Сердар, подбрасывая, словно взвешивая на ладони, пустую бутылку из-под шампанского, заговорил кичливо:

— Вот такими чушками мы будем встречать их хваленую мотопехоту. Только эти чушки будут начинены взрывчаткой. Бамц под ноги — и ваших нет. Глядишь, и человек тридцать как коровьим языком слизнуло.

— С самолета что ли будешь такие чушки бросать? — удивилась Зина.

— Зачем, с самолета! Я же не о себе говорю. Я — о пехоте нашей. А что касается нас, авиаторов, тут совсем другое дело. Мы — на бреющем.

Сердар, да и все остальные не заметили, как к ним, расталкивая толпу, подошел припоздавший на проводы Чары-ага.

— Вот вы где! — воскликнул он радостно. С лица старика ручьями лил пот. Несмотря на жаркий августовский день, Чары-ага был в длинном демисезонном пальто и шапке-кубанке. За плечом у него торчал старый брезентовый ранец, времен гражданской войны. Подойдя к компании сына, он сразу снял ранец с плеча и поставил у ног. Сердар, не зная куда деть пустую бутылку, бросил взгляд через красные солдатские теплушки, явно намереваясь перебросить бутылку через них. Зина выхватила бутылку из его рук, сказала обиженно:

— Ненормальный какой-то. А если там люди ходят. Сердар захохотал, ощерив крупные белые, зубы, и приподнял ранец:

— Отец, ты случаем, не собрался тоже на фронт?
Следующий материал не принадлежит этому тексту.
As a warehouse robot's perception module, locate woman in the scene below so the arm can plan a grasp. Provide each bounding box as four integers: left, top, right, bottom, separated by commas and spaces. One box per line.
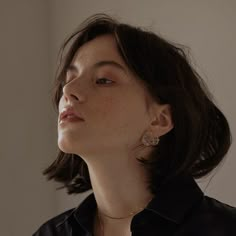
34, 14, 236, 236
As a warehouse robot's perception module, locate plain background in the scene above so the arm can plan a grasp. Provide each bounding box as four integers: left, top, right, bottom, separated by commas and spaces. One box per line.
0, 0, 236, 236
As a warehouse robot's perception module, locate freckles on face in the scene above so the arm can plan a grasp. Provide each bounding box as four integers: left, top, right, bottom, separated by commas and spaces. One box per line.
58, 36, 151, 153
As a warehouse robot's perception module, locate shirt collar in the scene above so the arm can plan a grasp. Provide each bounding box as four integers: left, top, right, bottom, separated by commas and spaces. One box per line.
73, 176, 203, 233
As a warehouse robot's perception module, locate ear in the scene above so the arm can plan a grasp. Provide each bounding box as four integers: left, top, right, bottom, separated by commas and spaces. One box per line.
150, 104, 174, 137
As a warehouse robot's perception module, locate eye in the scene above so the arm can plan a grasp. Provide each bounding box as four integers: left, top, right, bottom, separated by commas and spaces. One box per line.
96, 78, 113, 84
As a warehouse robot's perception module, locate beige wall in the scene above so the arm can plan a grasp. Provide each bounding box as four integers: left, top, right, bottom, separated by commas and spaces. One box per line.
51, 0, 236, 213
0, 0, 56, 236
0, 0, 236, 236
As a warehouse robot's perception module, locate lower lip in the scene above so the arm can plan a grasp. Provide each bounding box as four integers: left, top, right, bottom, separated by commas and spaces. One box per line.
59, 117, 84, 124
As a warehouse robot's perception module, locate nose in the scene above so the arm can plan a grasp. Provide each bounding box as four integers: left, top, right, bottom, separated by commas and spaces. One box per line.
62, 84, 79, 101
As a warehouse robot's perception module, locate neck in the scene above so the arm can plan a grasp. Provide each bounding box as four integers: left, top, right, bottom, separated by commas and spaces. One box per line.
85, 154, 153, 225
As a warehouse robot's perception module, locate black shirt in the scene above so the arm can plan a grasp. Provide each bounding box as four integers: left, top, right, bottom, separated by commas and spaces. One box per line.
33, 176, 236, 236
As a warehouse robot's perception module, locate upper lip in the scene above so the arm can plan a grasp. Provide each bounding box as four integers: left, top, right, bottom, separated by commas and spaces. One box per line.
60, 107, 84, 120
— На фронт пока погожу, — отозвался весело Чары-ага. — Думаю, вы — молодежь — и без меля там управитесь. Я в твои годы, сынок, всю Туркмению на коне изъездил — белогвардейцев да басмачей по пескам гонял, так что у меня есть военный опыт. Если потребуется моя помощь — позовете: приеду — покажу фашистским захватчикам, на что способна старая гвардия. На, сынок, держи — в этом походном ранце горячий чурек, мать испекла — тебе на дорогу. Пока будешь ехать в вагоне, — тебе пригодится. Ребят, своих друзей, угостишь тоже… Я тебя немножко провожу. Утром зашел к директору — договорился. Доеду до Байрам-Али, там простимся — пойду на хлопковую базу. С этой проклятой войной байрамалийцы хлопок стали не вовремя сдавать… Мы с вами знакомы, уважаемые? — неожиданно спросил он, словно только что заметил. Юру Каюмова и его мать. — Не Ратха ли семья? Мне кажется, я где-то вас видел. На свадьбе были?